I have the distribution of a sample statistics which is given by a noncentral t distribution. This distribution is dependent on the population correlation ($\rho$) which is unknown. However I have the predictive distribution of $\rho$ given an observed Pearson correlation $r$. How can I get the distribution of the sample statistics without $\rho$?

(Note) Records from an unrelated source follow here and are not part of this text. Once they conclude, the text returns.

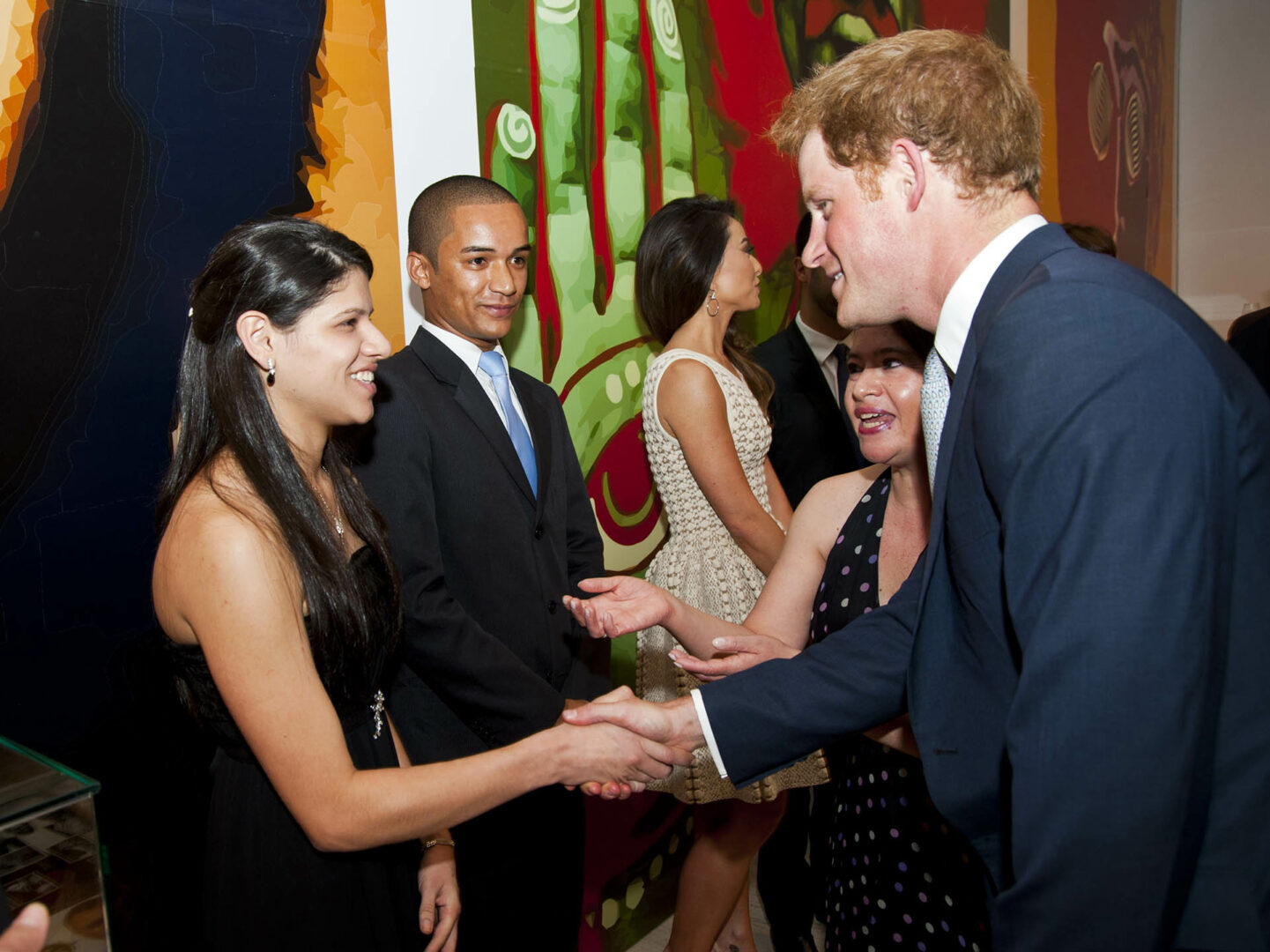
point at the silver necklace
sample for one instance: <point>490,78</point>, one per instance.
<point>334,517</point>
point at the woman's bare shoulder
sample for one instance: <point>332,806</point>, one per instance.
<point>843,492</point>
<point>219,543</point>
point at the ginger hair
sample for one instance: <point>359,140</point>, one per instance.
<point>955,95</point>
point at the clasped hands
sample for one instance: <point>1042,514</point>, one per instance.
<point>621,606</point>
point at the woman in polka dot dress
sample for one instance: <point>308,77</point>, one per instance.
<point>898,877</point>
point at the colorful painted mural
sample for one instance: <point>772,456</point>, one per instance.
<point>1106,75</point>
<point>595,114</point>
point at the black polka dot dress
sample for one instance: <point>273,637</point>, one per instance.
<point>898,876</point>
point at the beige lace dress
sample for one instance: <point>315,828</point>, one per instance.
<point>702,564</point>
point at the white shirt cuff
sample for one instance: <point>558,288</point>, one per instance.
<point>709,735</point>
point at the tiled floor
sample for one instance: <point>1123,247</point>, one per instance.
<point>656,940</point>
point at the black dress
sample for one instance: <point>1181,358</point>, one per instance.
<point>898,874</point>
<point>267,886</point>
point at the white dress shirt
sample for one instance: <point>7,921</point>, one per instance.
<point>470,353</point>
<point>950,336</point>
<point>967,291</point>
<point>822,348</point>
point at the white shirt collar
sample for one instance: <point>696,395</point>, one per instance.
<point>821,344</point>
<point>461,347</point>
<point>967,291</point>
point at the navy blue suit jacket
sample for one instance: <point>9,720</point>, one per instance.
<point>1085,643</point>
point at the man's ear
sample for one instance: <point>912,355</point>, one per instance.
<point>256,332</point>
<point>910,161</point>
<point>420,270</point>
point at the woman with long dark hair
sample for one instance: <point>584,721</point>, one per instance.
<point>708,436</point>
<point>274,585</point>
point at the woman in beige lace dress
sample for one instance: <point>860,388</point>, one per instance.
<point>708,436</point>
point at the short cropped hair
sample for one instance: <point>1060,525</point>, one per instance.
<point>956,95</point>
<point>431,213</point>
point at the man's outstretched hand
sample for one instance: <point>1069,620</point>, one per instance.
<point>737,652</point>
<point>673,724</point>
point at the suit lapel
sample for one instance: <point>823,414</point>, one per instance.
<point>470,397</point>
<point>812,377</point>
<point>1011,278</point>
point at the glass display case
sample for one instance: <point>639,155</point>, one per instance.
<point>49,849</point>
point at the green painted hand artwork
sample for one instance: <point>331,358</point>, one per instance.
<point>595,115</point>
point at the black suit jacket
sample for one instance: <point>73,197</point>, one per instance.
<point>811,439</point>
<point>1083,646</point>
<point>489,652</point>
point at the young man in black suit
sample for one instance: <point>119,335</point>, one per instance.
<point>489,523</point>
<point>1082,647</point>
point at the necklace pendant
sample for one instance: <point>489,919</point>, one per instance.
<point>377,707</point>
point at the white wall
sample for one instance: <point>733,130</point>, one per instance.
<point>434,100</point>
<point>1223,157</point>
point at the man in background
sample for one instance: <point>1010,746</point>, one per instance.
<point>489,524</point>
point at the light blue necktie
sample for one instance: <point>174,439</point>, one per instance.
<point>935,407</point>
<point>492,362</point>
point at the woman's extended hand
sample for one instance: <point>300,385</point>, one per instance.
<point>438,897</point>
<point>620,606</point>
<point>737,653</point>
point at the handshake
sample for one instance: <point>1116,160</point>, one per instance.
<point>615,745</point>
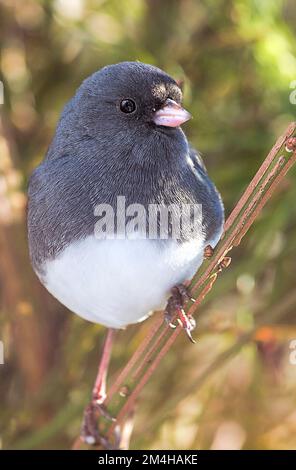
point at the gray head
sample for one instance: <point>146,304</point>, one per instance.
<point>127,107</point>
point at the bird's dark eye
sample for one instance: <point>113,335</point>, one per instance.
<point>127,106</point>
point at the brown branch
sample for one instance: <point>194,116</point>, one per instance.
<point>131,380</point>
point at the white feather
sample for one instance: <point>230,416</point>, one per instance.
<point>118,282</point>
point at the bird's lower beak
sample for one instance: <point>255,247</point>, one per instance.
<point>171,114</point>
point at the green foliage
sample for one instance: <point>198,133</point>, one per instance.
<point>238,59</point>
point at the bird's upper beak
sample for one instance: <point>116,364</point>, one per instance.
<point>171,114</point>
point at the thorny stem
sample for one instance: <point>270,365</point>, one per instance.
<point>131,380</point>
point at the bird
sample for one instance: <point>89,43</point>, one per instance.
<point>104,206</point>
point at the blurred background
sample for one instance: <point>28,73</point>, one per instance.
<point>238,61</point>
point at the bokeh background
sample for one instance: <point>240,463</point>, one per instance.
<point>238,60</point>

Specifically, the population is assumed binormal with means that are $\Delta$ units apart; the variances of the two measures is equal ($\sigma$) but there is correlation ($\rho$). I am interested in $\delta = \Delta / \sigma$.

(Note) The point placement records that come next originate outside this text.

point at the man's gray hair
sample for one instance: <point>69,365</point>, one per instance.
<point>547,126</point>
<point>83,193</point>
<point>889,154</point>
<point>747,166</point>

The distribution of the observed standardized mean difference $d$ ($m_1 - m_2$ divided by the mean standard deviations $(s_1 -s_2)/2$) is given by
$$ \sqrt{\frac{n}{2(1-\rho)}} d \sim t'_v \bigg( \sqrt{\frac{n}{2(1-\rho)}} \delta \bigg) $$
where the degree of freedom $v$ is given by $2(n-1)/(1+\rho^2)$ (see this for the df or this for the non-central t).
To get a distribution based on the observed $r$, say $F(d \;\vert\; \delta, r)$, I intuitively believed that I could "integrate out" the correlation with
$$ \int_{-1}^{+1} f(\rho \;\vert\; r ) F( d \;\vert\; \delta, \rho) \;\mathrm{d} \rho $$
where $f(\rho \;\vert\; r)$ is the predictive density distribution of $\rho$ given an observed $r$ and $F(d \;\vert\; \delta,\rho)$ is the above cumulative distribution function.
However, this does not seem to be the right approach (running extensive simulations, the quantiles estimated from numerical integration are close but not exact). Is my approach sound? is there a difference approach?